Schluss mit "All-inclusive-Mentalität": Bayern-FDP fordert sozialen Neustart

München - Mit mehr Eigenverantwortung für jeden einzelnen, gezielterer staatlicher Unterstützung und mehr Bildungsgerechtigkeit will die Bayern-FDP soziale Aufstiegschancen für alle Menschen ermöglichen. 

FDP-Landeschef Daniel Föst fordert einen sozialen Neustart in der Politik. (Archiv)
FDP-Landeschef Daniel Föst fordert einen sozialen Neustart in der Politik. (Archiv)  © Nicolas Armer/dpa

"Wir brauchen einen Neustart in der Sozialpolitik, wir brauchen wieder ein Aufstiegsversprechen", sagte FDP-Landeschef Daniel Föst am Samstag auf einem digitalen Landesparteitag.

"Wir wollen den Menschen zum Architekten seines Lebens machen", sagte Föst und beklagte eine zunehmende "All-inclusive-Mentalität" vieler Menschen. Man müsse durch eigene Leistung wieder mehr vorankommen können, ohne dass einem der Staat Hürden in den Weg lege. 

Der Staat müsse den Schwachen helfen, dürfe die Starken aber nicht bremsen.

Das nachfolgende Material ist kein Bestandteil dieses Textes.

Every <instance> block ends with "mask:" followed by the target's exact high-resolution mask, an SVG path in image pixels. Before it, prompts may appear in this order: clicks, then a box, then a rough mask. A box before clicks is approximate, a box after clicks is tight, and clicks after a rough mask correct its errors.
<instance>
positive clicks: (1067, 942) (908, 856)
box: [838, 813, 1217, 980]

Konkret spricht sich die bayerische FDP in einem Papier mit dem Titel "Bavarian Dream - moderne Sozialpolitik für eine faire Chancengesellschaft" unter anderem für mehr Chancengerechtigkeit in der Bildung aus. Zudem bekräftigt sie ältere Forderungen wie die nach einer Belastungsgrenze für direkte Steuern und Sozialabgaben im Grundgesetz. Hartz IV will die FDP durch ein "Bürgergeld" ersetzen und dabei unter anderem Zuverdienstmöglichkeiten deutlich verbessern.

FDP-Landtagsfraktionschef Martin Hagen betonte, man wolle Chancen für alle schaffen, Aufstieg ermöglichen - und Hürden für all jene aus dem Weg räumen, die bisher nicht auf der Sonnenseite des Lebens stünden.

Der FDP-Bundesvorsitzende Christian Lindner warnte vor derzeit noch unabsehbaren wirtschaftlichen Folgen der Corona-Krise. Er teile die Befürchtung, dass die Stimmung derzeit besser sei als die Lage. Konkret warnte er unter anderem vor einer "krisenhaften Zuspitzung" auf dem Arbeitsmarkt.

Es müsse deshalb ein Moratorium für politische Maßnahmen geben, die potenziell Beschäftigung kosten könnten. Firmen müssten die "tiefe Delle" der Krise steuerlich auf mehrere Jahre verteilen können. Und es brauche Entlastung bei den Sozialbeiträgen.